The recently developed preMSIm, a pan-cancer MSI predictor, is a k-NN classifier using 15 genes identified by using only three frequent cancer types (COAD, STAD, and UCEC) as training data. However, due to the limitations mentioned by the author of preMSIm[11] and based on our findings, these 15 genes are not enough to predict MSI in pan-cancer. This is because tumor biology and tumor microenvironment are distinct for individual cancer origins, suggesting diverse tumor-intrinsic gene expression patterns. In this context, MAP is superior when predicting the MSI status in CRC as it was designed to reflect both the molecular characteristics of CRC and the complexity of its surroundings.

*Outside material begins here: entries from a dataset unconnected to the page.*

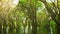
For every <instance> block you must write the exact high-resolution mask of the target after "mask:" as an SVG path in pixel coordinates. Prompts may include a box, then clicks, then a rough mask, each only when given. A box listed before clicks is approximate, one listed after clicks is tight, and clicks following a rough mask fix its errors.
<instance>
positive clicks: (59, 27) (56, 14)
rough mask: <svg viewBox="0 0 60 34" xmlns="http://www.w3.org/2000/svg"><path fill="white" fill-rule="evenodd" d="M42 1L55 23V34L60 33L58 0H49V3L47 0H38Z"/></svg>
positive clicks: (59, 12) (59, 4)
mask: <svg viewBox="0 0 60 34" xmlns="http://www.w3.org/2000/svg"><path fill="white" fill-rule="evenodd" d="M40 1H41V2H43V3H44V5H45V7H46V9H47V12H48V13H49V14H50V16H51V18H52V20H54V21H55V23H56V28H57V34H60V4H59V2H60V0H50V1H51V3H49V2H47V0H40Z"/></svg>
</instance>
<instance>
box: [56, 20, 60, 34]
mask: <svg viewBox="0 0 60 34" xmlns="http://www.w3.org/2000/svg"><path fill="white" fill-rule="evenodd" d="M56 28H57V34H60V21H59V20H58V22H56Z"/></svg>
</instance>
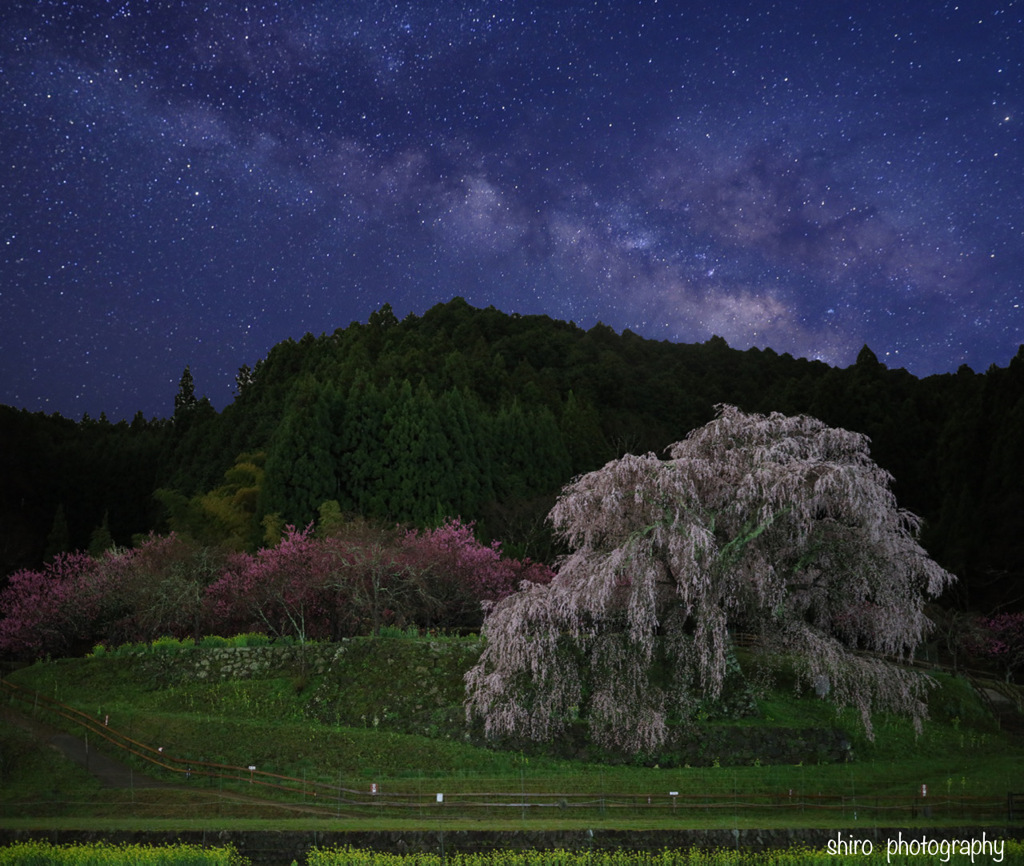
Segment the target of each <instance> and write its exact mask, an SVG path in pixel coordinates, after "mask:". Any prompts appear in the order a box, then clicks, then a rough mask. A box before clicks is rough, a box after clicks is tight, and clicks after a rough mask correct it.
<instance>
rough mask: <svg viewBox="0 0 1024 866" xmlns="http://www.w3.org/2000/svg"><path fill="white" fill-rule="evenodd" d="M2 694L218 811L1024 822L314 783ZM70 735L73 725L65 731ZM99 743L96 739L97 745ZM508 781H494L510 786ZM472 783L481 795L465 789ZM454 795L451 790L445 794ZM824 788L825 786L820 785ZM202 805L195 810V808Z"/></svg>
mask: <svg viewBox="0 0 1024 866" xmlns="http://www.w3.org/2000/svg"><path fill="white" fill-rule="evenodd" d="M0 693H2V694H4V695H5V696H6V697H7V699H8V700H9V701H10V702H11V703H12V704H16V705H17V706H18V707H19V708H20V709H22V710H23V711H25V712H27V713H29V715H31V716H34V717H38V715H39V713H40V712H44V713H51V715H53V716H56V717H59V718H61V719H63V720H66V721H67V722H69V723H71V724H72V726H74V727H73V730H75V731H76V732H77V733H79V734H81V735H83V736H85V737H86V742H88V737H89V736H92V737H93V738H98V739H100V740H102V741H104V742H105V743H108V744H109V747H110V748H109V749H108V751H109V752H113V753H114V754H115V755H118V756H120V757H121V759H122V760H124V761H128V762H131V761H132V759H134V760H135V761H136V762H142V763H144V766H145V768H146V770H147V772H148V773H150V774H151V775H153V776H154V777H155V778H158V779H163V780H165V781H166V780H170V781H173V782H176V783H178V784H180V786H181V787H182V788H185V787H187V788H188V789H190V790H191V791H193V792H194V793H195V794H196V797H197V798H198V799H197V803H199V804H201V805H202V803H210V804H212V803H218V802H219V800H217V799H216V798H211V799H204V798H203V794H204V790H205V791H206V793H207V794H212V793H213V791H211V790H210V789H211V788H213V787H215V786H216V787H219V789H220V791H221V792H223V791H224V790H228V791H233V792H234V793H237V794H238V793H245V794H248V797H249V802H252V798H254V797H255V798H258V800H259V804H260V805H261V806H262V807H269V808H280V809H282V810H293V809H295V808H296V807H301V808H303V809H305V810H306V811H309V812H313V813H321V814H324V815H325V816H328V815H333V816H336V817H341V816H342V815H344V816H346V817H359V816H366V817H385V816H387V817H396V818H397V817H402V816H416V815H419V816H424V815H430V816H433V817H436V818H438V819H445V818H457V817H471V818H475V819H482V818H487V817H494V818H499V819H507V818H508V817H510V815H518V816H521V817H522V818H523V819H528V818H530V817H542V818H544V819H550V818H552V817H556V816H561V817H564V818H567V819H568V818H584V817H591V816H594V817H597V816H617V817H631V816H635V817H637V818H641V817H643V818H648V819H651V820H656V819H659V818H660V819H672V818H675V819H679V820H680V821H683V820H708V821H714V820H715V819H716V818H718V817H721V818H723V819H727V818H728V817H729V816H740V815H742V816H744V817H745V818H755V817H757V818H772V817H774V818H781V817H782V816H788V817H790V818H791V819H792V818H794V817H795V816H797V815H803V816H806V817H810V816H816V819H815V820H819V819H827V822H828V823H833V822H834V821H843V822H856V823H862V824H868V825H870V824H873V825H890V826H893V825H902V824H907V823H911V822H920V821H929V820H935V821H950V820H954V821H961V822H970V823H989V822H1001V821H1009V822H1020V821H1024V793H1008V794H1007V795H1006V796H991V795H989V796H977V795H966V794H957V793H955V792H953V791H951V790H947V791H945V792H942V791H937V790H934V789H933V790H931V791H930V790H928V789H927V788H926V786H924V785H923V786H922V789H921V790H920V791H919V792H918V793H916V794H915V795H912V796H896V795H872V794H870V793H868V792H859V793H854V792H852V791H851V792H840V793H837V792H835V790H833V791H828V790H821V789H817V788H814V789H809V788H808V787H806V786H794V787H782V788H778V789H775V790H761V791H757V790H739V789H738V786H737V785H735V784H733V785H732V786H731V788H730V785H729V784H728V780H727V778H725V779H724V780H723V783H722V784H720V785H717V786H712V785H702V786H701V787H702V788H703V790H701V791H682V790H662V791H649V792H643V791H631V792H614V791H604V790H602V791H600V792H599V793H595V792H594V791H593V790H591V791H580V790H575V791H572V790H559V788H558V786H559V785H562V786H564V785H565V779H557V780H537V779H530V780H529V784H530V789H528V790H527V788H526V780H525V778H524V779H523V780H522V784H521V785H520V789H519V790H516V791H509V790H501V789H489V788H488V787H484V785H486V784H487V781H486V780H483V779H474V780H471V781H467V780H466V779H459V780H450V782H451V784H446V782H445V780H441V779H429V780H424V779H419V780H416V781H415V782H407V781H404V780H389V781H388V782H387V783H386V784H379V783H367V784H365V785H360V786H356V785H355V783H351V782H349V783H348V784H346V783H344V781H343V780H329V779H324V778H312V777H303V778H299V777H295V776H289V775H285V774H280V773H274V772H270V771H267V770H263V769H260V768H258V767H256V766H247V767H241V766H233V765H229V764H219V763H215V762H209V761H202V760H193V759H188V757H181V756H178V755H175V754H173V753H171V752H169V751H168V750H166V749H165V748H163V747H161V746H154V745H151V744H147V743H143V742H140V741H138V740H136V739H133V738H132V737H130V736H128V735H126V734H124V733H122V732H121V731H118V730H116V729H115V728H113V727H111V726H110V725H109V724H108V723H109V720H108V719H97V718H94V717H92V716H89V715H88V713H86V712H83V711H82V710H80V709H77V708H75V707H73V706H69V705H68V704H65V703H61V702H60V701H57V700H55V699H54V698H50V697H48V696H47V695H43V694H41V693H39V692H37V691H34V690H29V689H24V688H22V687H20V686H17V685H16V684H13V683H10V682H9V681H7V680H0ZM66 727H67V726H66ZM95 741H96V740H95V739H94V740H93V742H95ZM508 781H509V780H508V778H507V777H506V778H504V779H502V780H500V781H497V782H496V787H497V785H505V786H507V785H508ZM467 784H475V785H479V786H480V789H477V790H466V789H464V788H465V787H466V785H467ZM445 787H449V788H450V789H449V790H444V788H445ZM819 787H824V786H823V785H819ZM194 805H195V804H194Z"/></svg>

As the MAP model includes the MLH1 gene, sporadic CRC, characterized by MLH1 promoter hypermethylation or MLH1 loss, can be classified well, whereas Lynch syndrome, a familiar syndrome, due to germline mutations of MMR or EPCAM gene[1], may not be reflected. In addition, due to the lack of IHC and clinical information (e.g., KRAS, BRAF mutations, and Lynch syndrome status) in the validation datasets, the characteristics of samples with incorrectly predicted MSI status (e.g., MSH2/MSH6-negative CRC) could not be thoroughly assessed. Although MAP reflects the characteristics of sporadic MSI CRC well, MSH2/MSH6-negative MSI CRC reflection is somewhat limited because the expression patterns of MSH2 and MSH6 among MMR genes are not distinctly distinguished from MSS and MSI in TCGA and external validation dataset.